Voices: Parents like me with trans children know how terrifying this latest political move is

Transgender Violence (Copyright 2022 The Associated Press. All rights reserved)
Transgender Violence (Copyright 2022 The Associated Press. All rights reserved)

Trans youth are facing an onslaught of regressive, punitive bills designed to bully them into silence or punish them if they identify as trans.

One of the most recent is a bill proposed in the Indiana legislature which would force teachers or administrators to notify parents if the student wants to change their “name, attire, pronoun, title, or word to identify the student in a manner that is inconsistent with the student’s biological sex at birth.” Similar bills have been pushed in other states like Arizona and New Hampshire.

These bills are often presented as parental rights bills. The arguments are that parents need and want to know everything their student is doing in school, and that students have to consult with parents before taking a step like changing what they wear or changing their name.

As the parent of a trans teen, I don’t feel like these bills respect me, or my child, or either of our rights.

On the contrary, the bills are designed to encourage school officials to single out, harass, humiliate, and intimidate trans children, LGBT children, and gender non-conforming children. They are a cruel abrogation of the rights of young people. As a parent, how does harming my child protect my rights?

Coming out in a transphobic society is difficult, frightening, and in some cases dangerous. Young people need time and space to come out in their own time. And that includes my daughter, who came out to others before she came out to us.

My wife and I were both well versed in trans issues before my daughter came out. I’d written about them, and my wife (who uses she/her pronouns) eventually came out as nonbinary herself. We were supportive of my daughter before her transition when her female friends helped her make up her face in middle-school, when she took female roles in plays, when she wore dresses in high school, and when she came out as bisexual. We told her on numerous occasions we would support her if she were trans and talked to her about trans and queer issues.

Yet, despite the fact that she was as sure as a child could be that we would react positively when she came out as trans, she still didn’t tell us first. She realized she was trans in her freshman year of high school and talked about it with a couple of friends. One wasn’t that supportive, and she ended up waiting another two years before she really came out to a peer group of mostly trans and LGBT friends during Covid. Then, sometime later, she told us.

Do we wish she’d told us sooner? Sure. We’d have liked to have been able to help sooner, and try to get her resources and health care. And, naturally, parents always want to know what’s going on in their child’s life, which is why you shout questions at them as they’re getting snacks before they scurry off to their room with a grunt.

Even with extremely supportive parents, there are lots of reasons a young person may not be ready to come out. Telling parents may feel like it makes the decision more real. Young people may not want offers of help, however well-meaning, because they can feel like pressure. They may not want to worry their parents. They may just feel more comfortable telling friends first.

For young people with less vocally supportive parents, there are even more reasons to worry about coming out. Parental reactions to the news that their children are trans can be volatile and even violent. LGBT youth are only 5-10% of the youth population, but make up 20-40% of homeless youth because parents force them out of their homes or make their homes unlivable. Trans and nonbinary youth are significantly more likely to be homeless than cis queer youth.
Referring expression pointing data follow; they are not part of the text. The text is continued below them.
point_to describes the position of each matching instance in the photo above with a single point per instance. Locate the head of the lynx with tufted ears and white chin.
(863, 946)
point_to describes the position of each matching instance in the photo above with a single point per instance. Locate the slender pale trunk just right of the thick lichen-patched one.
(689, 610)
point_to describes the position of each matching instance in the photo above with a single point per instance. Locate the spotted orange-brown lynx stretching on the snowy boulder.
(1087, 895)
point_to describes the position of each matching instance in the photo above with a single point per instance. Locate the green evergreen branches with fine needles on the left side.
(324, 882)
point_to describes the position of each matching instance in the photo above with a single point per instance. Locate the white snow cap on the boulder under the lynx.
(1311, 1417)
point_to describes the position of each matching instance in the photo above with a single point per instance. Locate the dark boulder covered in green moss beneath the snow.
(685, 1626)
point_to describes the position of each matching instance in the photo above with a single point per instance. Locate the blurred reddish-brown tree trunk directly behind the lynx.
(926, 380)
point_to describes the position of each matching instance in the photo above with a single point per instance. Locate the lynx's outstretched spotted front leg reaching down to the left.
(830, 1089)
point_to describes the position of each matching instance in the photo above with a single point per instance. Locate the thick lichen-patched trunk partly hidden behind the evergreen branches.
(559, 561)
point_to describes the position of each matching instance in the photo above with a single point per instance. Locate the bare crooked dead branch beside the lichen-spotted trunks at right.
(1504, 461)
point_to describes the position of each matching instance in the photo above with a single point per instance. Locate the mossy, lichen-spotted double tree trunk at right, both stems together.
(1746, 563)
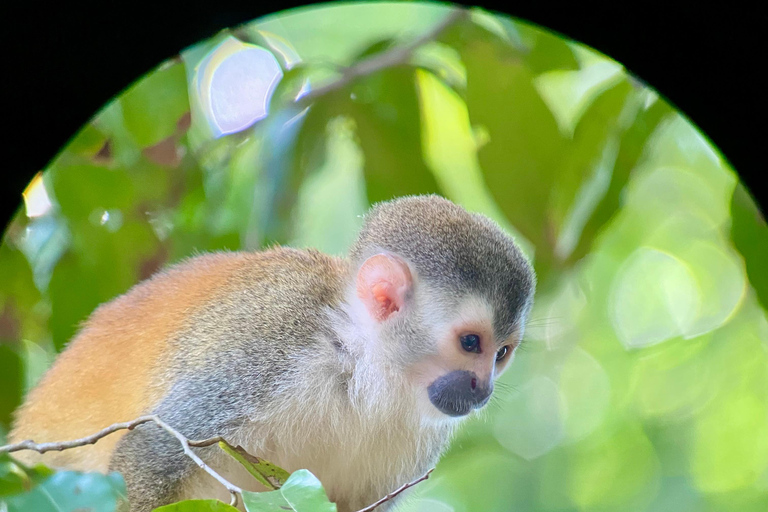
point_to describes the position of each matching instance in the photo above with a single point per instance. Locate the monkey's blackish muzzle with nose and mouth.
(458, 392)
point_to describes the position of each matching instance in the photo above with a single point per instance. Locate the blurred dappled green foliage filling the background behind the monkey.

Trans youth also report terrifying rates of parental abuse. 73% of trans adolescents between 14 and 18 reported psychological abuse in one study; 39% reported physical abuse. It simply is not safe for many trans youth to come out to their parents. When trans youth do not come out to their parents, they are often protecting their mental and physical health. When teachers or other adults out students, they are putting them in danger.

Transphobic lawmakers of course want to put trans youth in danger. They hope to frighten them into silence, or help unsupportive parents push them back into the closet. They look with mistrust on parents who want to help their children—which is why Texas is actually using child protective services to investigate parents of trans kids who are deemed too supportive.

My daughter is now 19, a working actor and successful playwright who is spending her gap year working in the industry before she heads to college in the fall. Getting to this point wasn’t easy, but it would have been much more difficult if she’d had to hide who she was at school or worry about the state coming to take her from her parents if she wore dresses out of the house.

During childhood and adolescence, young people figure out who they want to be. They experiment with clothes, with hairstyles, with different friend groups. They explore dating and style; they figure out what nicknames they like and which ones they don’t. And sometimes they explore gender identity. Demanding that every step of everyone’s journey must be rigorously surveilled and policed doesn’t have anything to do with parental rights. It has to do with bigotry, cruelty, and panic.

Parents who care for the health and well-being of their children do not want the state to be weaponized against young people. If you trust your child and they trust you, your child will tell you who they are. Indiana wants to turn the moment when they do into one of hate, suspicion, and fear rather than of love. We shouldn’t let them.